INTERNATIONAL SHAW SOCIETY
CALLS FOR PAPERS, ARTICLES, & MANUSCRIPTS
FOR EVENTS, JOURNALS, & BOOK SERIES
CALLS FOR PAPERS for EVENTS in 2021
In 2021 there WON’T be an actual Summer Shaw Symposium at the Shaw Festival in Niagara-on-the-Lake, Ontario,, but there definitely will be a virtual Symposium on July 16-17-18, for which paper proposals were invited. The actual Symposium has been cancelled because of the pandemic and its effects, but there will still be a virtual (Zoomed) Symposium. If you wish to register for the Zoomed Symposium (free, no cost), sign up at https://shawsymposium2021.weebly.com/.
For the actual Symposium, Travel Grants and Scholarships would have been available to “emerging scholars,” and keep that in mind for 2022 events.
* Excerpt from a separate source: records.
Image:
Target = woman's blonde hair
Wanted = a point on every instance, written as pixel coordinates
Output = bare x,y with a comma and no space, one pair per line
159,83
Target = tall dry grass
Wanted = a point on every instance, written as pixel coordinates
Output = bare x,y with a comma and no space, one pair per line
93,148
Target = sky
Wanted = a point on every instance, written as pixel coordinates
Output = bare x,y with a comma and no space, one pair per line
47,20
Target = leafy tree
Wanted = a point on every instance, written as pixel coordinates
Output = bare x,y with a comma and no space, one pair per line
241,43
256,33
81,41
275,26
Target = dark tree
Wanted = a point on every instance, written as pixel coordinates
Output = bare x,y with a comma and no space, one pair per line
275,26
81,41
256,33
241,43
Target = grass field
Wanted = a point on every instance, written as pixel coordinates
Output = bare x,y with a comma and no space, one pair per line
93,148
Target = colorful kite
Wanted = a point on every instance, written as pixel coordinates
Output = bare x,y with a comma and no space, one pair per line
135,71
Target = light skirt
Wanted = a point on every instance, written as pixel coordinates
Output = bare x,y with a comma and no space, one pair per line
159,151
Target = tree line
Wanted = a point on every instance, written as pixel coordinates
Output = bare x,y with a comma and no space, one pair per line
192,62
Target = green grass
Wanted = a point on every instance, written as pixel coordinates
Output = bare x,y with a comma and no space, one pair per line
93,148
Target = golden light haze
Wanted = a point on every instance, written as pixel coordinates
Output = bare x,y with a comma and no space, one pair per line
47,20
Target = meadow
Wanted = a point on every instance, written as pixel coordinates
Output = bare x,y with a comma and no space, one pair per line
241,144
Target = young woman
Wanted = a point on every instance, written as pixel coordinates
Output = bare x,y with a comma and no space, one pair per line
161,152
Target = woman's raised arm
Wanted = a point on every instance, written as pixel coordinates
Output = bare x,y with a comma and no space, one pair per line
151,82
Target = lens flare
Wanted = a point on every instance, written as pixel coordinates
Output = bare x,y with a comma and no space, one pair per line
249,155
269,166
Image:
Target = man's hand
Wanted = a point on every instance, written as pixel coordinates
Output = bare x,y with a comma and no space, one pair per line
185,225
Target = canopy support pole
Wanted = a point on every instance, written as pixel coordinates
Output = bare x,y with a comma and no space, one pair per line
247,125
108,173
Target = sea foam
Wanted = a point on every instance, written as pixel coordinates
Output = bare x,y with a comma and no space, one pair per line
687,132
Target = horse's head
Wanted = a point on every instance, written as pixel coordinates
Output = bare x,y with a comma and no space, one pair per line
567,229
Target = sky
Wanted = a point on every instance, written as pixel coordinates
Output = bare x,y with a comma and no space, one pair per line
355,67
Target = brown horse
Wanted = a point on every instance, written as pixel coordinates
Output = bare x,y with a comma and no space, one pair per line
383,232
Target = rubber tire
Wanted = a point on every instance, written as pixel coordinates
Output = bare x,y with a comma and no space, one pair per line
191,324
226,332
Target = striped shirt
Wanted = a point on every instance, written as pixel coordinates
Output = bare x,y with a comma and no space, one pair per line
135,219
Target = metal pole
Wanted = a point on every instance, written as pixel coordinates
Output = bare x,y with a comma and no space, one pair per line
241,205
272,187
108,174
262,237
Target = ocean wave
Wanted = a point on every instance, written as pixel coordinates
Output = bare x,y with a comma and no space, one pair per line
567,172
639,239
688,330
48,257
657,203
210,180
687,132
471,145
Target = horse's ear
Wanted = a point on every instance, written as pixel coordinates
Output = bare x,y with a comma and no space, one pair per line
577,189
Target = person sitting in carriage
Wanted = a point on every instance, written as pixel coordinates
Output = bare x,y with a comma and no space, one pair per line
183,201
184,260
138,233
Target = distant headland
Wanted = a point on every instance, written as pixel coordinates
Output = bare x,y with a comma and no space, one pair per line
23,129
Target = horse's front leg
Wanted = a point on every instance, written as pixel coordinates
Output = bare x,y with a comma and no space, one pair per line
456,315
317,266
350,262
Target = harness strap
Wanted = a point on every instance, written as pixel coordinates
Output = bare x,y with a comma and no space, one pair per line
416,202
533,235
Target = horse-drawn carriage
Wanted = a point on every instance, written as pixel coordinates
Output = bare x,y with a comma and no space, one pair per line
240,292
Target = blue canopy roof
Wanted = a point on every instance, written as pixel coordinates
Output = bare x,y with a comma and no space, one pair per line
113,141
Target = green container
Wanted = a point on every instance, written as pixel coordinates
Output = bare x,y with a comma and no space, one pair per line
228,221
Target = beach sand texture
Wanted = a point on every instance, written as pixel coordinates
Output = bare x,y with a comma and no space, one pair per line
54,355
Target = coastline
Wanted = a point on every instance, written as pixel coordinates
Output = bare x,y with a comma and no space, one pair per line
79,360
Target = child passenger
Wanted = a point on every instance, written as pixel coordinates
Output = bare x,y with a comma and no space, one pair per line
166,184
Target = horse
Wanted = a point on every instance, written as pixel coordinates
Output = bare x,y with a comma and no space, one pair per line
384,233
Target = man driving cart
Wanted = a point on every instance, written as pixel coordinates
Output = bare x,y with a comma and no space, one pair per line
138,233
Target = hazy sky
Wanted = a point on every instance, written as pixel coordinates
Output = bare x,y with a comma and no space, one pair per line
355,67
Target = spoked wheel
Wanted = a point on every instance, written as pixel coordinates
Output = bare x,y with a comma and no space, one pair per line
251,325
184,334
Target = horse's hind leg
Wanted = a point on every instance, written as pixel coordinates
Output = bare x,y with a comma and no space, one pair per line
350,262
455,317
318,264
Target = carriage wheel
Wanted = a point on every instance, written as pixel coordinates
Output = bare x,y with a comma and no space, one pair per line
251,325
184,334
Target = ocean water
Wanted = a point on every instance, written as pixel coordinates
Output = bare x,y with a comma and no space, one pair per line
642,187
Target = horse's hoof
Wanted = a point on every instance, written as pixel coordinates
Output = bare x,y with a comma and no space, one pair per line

See https://shawsociety.org/ISS-Grants&Scholarships-2021.htm for examples, although this will later be updated for 2022.
Following is the official CFP for 2021, but the date for proposing a paper has passed. It serves here as an example of what the 2022 CFP will be like for the 2022 Symposium:
Papers: 2021 Shaw Symposium
Festival, Niagara-on-the-Lake, Ontario, CA and online via Zoom
16-18 July 2021
International Shaw Society and the Shaw Festival invite proposals to present
new critical or creative research at the Eighteenth Annual Summer Shaw
Symposium. We welcome proposals that offer a focused analysis of The
Devil’s Disciple (the Bernard Shaw play running during the Symposium),
and/or closely related aspects of Shaw’s oeuvre.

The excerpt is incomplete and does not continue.